I adjusted the commit message. It was tweaked a little differently from
what you suggested, as I preferred to condense the information a bit more.

> I agree with the reasoning and the execution of the patch, except
> that 
> 
>  - "correct behaviour" in the title makes it appear that this is a
>    correctness thing, but this is primarily a performance fix.

Primarily. But not only. The magic `MZ` without the file extension `.exe`
is pretty useless, as the file could not be executed, still.

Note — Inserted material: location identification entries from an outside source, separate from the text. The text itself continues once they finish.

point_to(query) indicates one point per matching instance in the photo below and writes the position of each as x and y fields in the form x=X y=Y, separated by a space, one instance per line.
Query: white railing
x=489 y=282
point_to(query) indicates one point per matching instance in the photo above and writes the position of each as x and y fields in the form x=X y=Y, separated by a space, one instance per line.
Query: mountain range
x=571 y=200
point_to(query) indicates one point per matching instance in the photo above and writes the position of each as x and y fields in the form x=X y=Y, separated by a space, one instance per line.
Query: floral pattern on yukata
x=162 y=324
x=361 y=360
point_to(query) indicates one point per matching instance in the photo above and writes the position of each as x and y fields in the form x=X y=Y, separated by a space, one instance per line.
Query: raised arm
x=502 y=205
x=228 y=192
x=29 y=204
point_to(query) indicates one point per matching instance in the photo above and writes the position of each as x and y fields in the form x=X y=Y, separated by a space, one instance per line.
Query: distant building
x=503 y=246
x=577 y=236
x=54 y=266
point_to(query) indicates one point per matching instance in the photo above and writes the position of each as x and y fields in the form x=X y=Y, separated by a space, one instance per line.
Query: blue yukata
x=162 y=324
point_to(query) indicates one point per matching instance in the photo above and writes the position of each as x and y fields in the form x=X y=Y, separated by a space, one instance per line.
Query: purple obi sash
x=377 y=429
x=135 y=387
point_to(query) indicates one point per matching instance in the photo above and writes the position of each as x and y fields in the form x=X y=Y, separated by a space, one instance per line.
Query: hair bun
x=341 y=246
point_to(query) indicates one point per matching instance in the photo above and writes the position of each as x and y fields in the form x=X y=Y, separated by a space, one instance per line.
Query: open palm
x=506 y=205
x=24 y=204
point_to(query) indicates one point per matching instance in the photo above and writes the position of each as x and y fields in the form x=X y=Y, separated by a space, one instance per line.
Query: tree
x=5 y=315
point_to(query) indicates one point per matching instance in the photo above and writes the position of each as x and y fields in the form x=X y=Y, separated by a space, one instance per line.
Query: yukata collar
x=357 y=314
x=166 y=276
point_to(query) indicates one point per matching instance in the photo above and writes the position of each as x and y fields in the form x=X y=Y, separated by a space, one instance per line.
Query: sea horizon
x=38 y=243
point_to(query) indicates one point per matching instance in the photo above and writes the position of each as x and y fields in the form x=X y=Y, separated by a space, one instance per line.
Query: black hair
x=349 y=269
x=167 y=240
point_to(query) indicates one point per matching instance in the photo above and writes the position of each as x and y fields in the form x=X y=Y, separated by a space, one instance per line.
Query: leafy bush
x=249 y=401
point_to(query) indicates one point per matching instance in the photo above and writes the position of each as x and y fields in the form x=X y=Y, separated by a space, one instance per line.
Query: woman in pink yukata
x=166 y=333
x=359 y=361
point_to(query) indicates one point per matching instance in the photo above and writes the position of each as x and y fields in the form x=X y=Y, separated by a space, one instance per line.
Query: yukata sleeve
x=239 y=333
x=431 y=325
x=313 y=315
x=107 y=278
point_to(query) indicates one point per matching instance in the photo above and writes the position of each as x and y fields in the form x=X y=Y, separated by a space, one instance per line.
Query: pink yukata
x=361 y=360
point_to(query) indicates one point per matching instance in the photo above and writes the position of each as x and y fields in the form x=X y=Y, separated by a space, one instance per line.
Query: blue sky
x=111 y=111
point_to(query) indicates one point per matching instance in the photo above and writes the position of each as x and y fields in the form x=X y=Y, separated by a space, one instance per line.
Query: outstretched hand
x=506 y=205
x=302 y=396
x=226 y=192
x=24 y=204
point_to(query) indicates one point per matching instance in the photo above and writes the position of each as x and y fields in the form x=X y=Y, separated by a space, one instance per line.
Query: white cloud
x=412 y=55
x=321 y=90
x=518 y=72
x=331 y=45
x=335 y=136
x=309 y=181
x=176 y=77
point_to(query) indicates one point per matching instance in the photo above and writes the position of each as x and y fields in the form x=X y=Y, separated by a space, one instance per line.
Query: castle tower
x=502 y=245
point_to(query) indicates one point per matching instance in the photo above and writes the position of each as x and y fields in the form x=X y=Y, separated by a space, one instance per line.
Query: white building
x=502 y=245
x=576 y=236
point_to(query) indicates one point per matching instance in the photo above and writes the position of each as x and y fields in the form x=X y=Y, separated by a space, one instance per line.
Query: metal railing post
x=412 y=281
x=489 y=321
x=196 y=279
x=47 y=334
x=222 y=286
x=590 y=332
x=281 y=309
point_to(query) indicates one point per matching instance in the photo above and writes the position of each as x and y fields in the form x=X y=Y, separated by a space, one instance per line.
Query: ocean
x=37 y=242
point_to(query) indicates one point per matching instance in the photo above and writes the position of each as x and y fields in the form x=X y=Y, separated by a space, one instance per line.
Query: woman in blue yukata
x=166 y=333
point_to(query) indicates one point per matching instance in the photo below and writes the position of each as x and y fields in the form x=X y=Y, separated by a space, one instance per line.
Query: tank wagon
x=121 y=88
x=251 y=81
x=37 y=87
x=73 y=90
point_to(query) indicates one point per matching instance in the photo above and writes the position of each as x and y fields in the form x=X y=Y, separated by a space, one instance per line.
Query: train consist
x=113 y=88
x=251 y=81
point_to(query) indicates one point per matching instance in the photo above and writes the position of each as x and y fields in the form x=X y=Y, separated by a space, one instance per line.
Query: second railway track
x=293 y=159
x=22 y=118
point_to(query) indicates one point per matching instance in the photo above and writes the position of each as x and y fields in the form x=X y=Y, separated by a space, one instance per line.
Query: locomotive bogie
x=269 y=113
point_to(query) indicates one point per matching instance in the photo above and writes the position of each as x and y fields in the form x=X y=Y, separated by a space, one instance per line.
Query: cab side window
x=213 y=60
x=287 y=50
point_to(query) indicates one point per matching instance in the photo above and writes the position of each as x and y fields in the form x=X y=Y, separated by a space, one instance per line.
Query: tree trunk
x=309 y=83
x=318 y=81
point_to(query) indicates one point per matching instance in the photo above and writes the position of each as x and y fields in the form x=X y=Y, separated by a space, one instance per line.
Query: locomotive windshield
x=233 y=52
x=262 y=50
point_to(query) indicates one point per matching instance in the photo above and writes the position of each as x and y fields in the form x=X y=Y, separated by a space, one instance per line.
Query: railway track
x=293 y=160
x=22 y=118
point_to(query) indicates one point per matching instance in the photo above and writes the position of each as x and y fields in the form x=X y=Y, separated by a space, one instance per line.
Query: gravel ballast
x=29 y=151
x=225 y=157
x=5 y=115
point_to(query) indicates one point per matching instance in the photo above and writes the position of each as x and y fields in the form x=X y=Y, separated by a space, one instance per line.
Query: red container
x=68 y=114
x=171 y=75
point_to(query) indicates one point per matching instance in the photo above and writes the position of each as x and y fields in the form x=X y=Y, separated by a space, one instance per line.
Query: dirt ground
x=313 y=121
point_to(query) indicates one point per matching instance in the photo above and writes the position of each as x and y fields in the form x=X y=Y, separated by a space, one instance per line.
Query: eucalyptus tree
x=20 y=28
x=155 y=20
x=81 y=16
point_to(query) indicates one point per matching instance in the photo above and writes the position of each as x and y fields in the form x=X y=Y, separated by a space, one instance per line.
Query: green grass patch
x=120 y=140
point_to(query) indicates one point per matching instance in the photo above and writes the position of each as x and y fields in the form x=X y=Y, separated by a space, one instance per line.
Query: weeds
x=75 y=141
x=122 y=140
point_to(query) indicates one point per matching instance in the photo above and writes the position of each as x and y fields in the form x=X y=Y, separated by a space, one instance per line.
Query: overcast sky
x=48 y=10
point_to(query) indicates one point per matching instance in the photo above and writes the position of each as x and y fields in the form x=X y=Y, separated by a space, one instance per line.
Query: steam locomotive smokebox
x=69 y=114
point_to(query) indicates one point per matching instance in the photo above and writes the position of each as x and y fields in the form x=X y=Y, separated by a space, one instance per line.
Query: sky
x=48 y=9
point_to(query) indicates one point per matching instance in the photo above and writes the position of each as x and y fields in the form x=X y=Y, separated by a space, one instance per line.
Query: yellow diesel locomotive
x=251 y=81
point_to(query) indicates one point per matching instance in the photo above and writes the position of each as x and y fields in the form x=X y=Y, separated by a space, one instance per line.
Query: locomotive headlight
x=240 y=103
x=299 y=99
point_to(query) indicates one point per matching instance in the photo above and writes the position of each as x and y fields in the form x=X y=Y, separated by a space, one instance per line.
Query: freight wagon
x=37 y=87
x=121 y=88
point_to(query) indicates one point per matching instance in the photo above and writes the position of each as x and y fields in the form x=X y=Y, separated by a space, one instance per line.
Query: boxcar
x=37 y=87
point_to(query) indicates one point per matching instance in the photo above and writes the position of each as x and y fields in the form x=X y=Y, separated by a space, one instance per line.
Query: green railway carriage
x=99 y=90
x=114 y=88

To avoid further turnaround, though, I also edited the contentious
"correct" to read "improve" now.

>  - It is a bit strange that "MZ" is dropped in the same patch
>    without any mention.

I fixed that in the commit message.

Ciao,
Johannes

Re: [PATCH v2] help: improve is_executable() on Windows

[Junio C Hamano]

Johannes Schindelin <johannes.schindelin@gmx.de> writes:

> From: Heiko Voigt <hvoigt@hvoigt.net>
>
> On Windows, executables need to have the file extension `.exe`, or they
> are not executables. Hence, to support scripts, Git for Windows also
> looks for a she-bang line by opening the file in question, and executing
> it via the specified script interpreter.
>
> To figure out whether files in the `PATH` are executable, `git help` has
> code that imitates this behavior. With one exception: it *always* opens
> the files and looks for a she-bang line *or* an `MZ` tell-tale
> (nevermind that files with the magic `MZ` but without file extension
> `.exe` would still not be executable).
>
> Opening this many files leads to performance problems that are even more
> serious when a virus scanner is running. Therefore, let's change the
> code to look for the file extension `.exe` early, and avoid opening the
> file altogether if we already know that it is executable.

Much more readable than the initial round.  Will queue; thanks.